There are a number of routes people take to the mountain's summit including the most popular, the Devil's Ladder and O'Shea's Gully, which El found the most challenging.

On the days she climbed alone, she was able to go at a faster pace but was glad of the company on other days.

“I wasn't nervous at all going up on my own,” she says. “I've climbed it before and then as the days went on, I got to know the Devil's Ladder route pretty well.

“The great thing about the mountain is that you're never really alone. Even on the worst days, weather wise, there were still plenty of people about. And when the weather was decent, it could get quite busy at the top. I never felt alone really. And it's been amazing the support I've had, from family, friends and people on Facebook who wanted to join in."

El, who runs Polercise in Belfast and Dundalk, was also accompanied on her challenge by John Lenihan, the world champion mountain runner from Kerry, who holds the record for running Carrauntoohil in the fastest time. John rounded up a few members of a local walking group too, so for most her challenge, El has had company.

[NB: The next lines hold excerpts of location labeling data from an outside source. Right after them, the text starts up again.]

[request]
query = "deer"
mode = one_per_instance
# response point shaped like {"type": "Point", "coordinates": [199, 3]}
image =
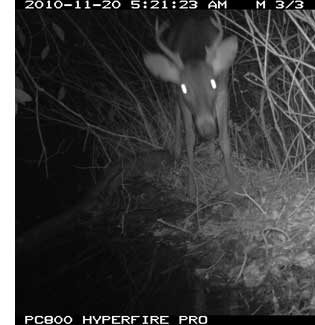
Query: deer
{"type": "Point", "coordinates": [197, 59]}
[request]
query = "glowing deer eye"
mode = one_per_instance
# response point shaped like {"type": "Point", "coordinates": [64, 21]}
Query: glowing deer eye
{"type": "Point", "coordinates": [184, 89]}
{"type": "Point", "coordinates": [213, 84]}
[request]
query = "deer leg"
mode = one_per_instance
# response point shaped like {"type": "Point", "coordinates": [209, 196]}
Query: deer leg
{"type": "Point", "coordinates": [190, 142]}
{"type": "Point", "coordinates": [222, 104]}
{"type": "Point", "coordinates": [177, 149]}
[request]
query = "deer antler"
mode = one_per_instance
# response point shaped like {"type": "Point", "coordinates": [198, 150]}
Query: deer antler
{"type": "Point", "coordinates": [217, 23]}
{"type": "Point", "coordinates": [175, 57]}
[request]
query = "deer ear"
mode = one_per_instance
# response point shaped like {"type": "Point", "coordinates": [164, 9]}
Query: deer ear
{"type": "Point", "coordinates": [161, 67]}
{"type": "Point", "coordinates": [222, 58]}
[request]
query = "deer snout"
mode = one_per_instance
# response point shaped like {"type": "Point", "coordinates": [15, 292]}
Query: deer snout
{"type": "Point", "coordinates": [206, 125]}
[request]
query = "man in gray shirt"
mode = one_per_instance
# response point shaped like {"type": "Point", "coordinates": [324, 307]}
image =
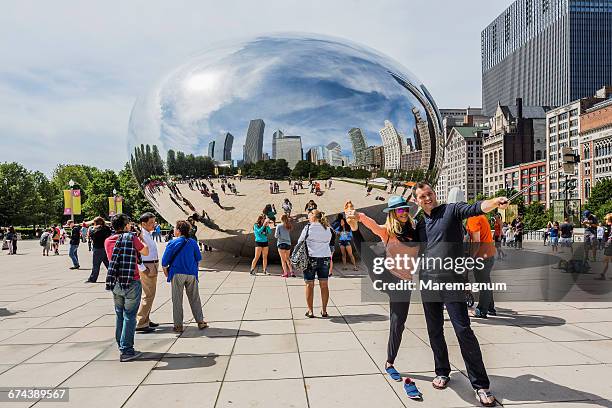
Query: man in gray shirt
{"type": "Point", "coordinates": [441, 228]}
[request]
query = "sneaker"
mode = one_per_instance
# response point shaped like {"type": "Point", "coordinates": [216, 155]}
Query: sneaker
{"type": "Point", "coordinates": [130, 356]}
{"type": "Point", "coordinates": [146, 329]}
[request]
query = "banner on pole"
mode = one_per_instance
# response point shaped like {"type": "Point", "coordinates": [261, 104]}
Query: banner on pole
{"type": "Point", "coordinates": [115, 205]}
{"type": "Point", "coordinates": [67, 202]}
{"type": "Point", "coordinates": [76, 202]}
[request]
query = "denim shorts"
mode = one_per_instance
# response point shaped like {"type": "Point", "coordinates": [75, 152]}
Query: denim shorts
{"type": "Point", "coordinates": [318, 267]}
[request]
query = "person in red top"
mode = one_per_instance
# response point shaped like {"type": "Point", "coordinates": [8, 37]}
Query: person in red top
{"type": "Point", "coordinates": [482, 247]}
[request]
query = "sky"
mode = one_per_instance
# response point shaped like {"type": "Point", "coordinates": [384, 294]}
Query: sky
{"type": "Point", "coordinates": [71, 71]}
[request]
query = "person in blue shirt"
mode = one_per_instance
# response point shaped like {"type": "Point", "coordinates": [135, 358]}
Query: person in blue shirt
{"type": "Point", "coordinates": [345, 236]}
{"type": "Point", "coordinates": [261, 231]}
{"type": "Point", "coordinates": [180, 263]}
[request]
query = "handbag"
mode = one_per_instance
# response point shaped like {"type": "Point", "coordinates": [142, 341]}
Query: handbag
{"type": "Point", "coordinates": [299, 257]}
{"type": "Point", "coordinates": [174, 255]}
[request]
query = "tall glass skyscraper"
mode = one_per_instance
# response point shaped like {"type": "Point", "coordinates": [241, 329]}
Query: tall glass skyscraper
{"type": "Point", "coordinates": [359, 146]}
{"type": "Point", "coordinates": [223, 147]}
{"type": "Point", "coordinates": [548, 52]}
{"type": "Point", "coordinates": [253, 147]}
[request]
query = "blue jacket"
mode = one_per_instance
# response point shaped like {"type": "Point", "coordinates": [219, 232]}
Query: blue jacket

“It's been so lovely having people come out and walk with me,” she says. “I've had family and friends down every weekend and the days I haven't had anyone here have been fine because I like my own company.

“I love setting myself personal challenges. They give me something to look forward to. This time round, I've learned from my mistake climbing Slieve Donard without a stick, so I took one with me.

“The second part of the challenge has definitely been tougher and physically, it's taking a toll now. I'm expecting it to get tougher still in the countdown to the end of the challenge.

“But I imagine it's a bit like childbirth in the sense that when I come down from the mountain, have a shower and chill out, I forget all about the pain, the weather, the exhaustion. Instead, I'm ready to go again the next day and can't wait to get back on that mountain.”

Local legend John Lenihan is full of praise and admiration for El's mountain challenge and said he hoped the public would support her massive fundraising drive.

“The rugged and windswept summit of Carrauntoohil can depend on the weather; it can be either heaven on earth or sheer hell,” John says. “When El set her sights on reaching this peak for 30 days in succession for her chosen charity Moving Mountains, it was obvious she would encounter both extremes.

“People who attempt this, let alone complete it, are indeed very rare but highly driven and motivated. People hike Carrauntoohil and it takes them a week to recover yet here you have a girl who is having to face this day after day, often on her own, in horrendous weather conditions.

"Few people understand the skill, the willpower and the free spirit required to go through what is a minefield of potential accidents waiting to happen on a mountain that has claimed so many lives.

“To me, this is the mother of all challenges and I wish El luck and a safe journey and hope she raises the money she deserves for the children who depend on people like her.”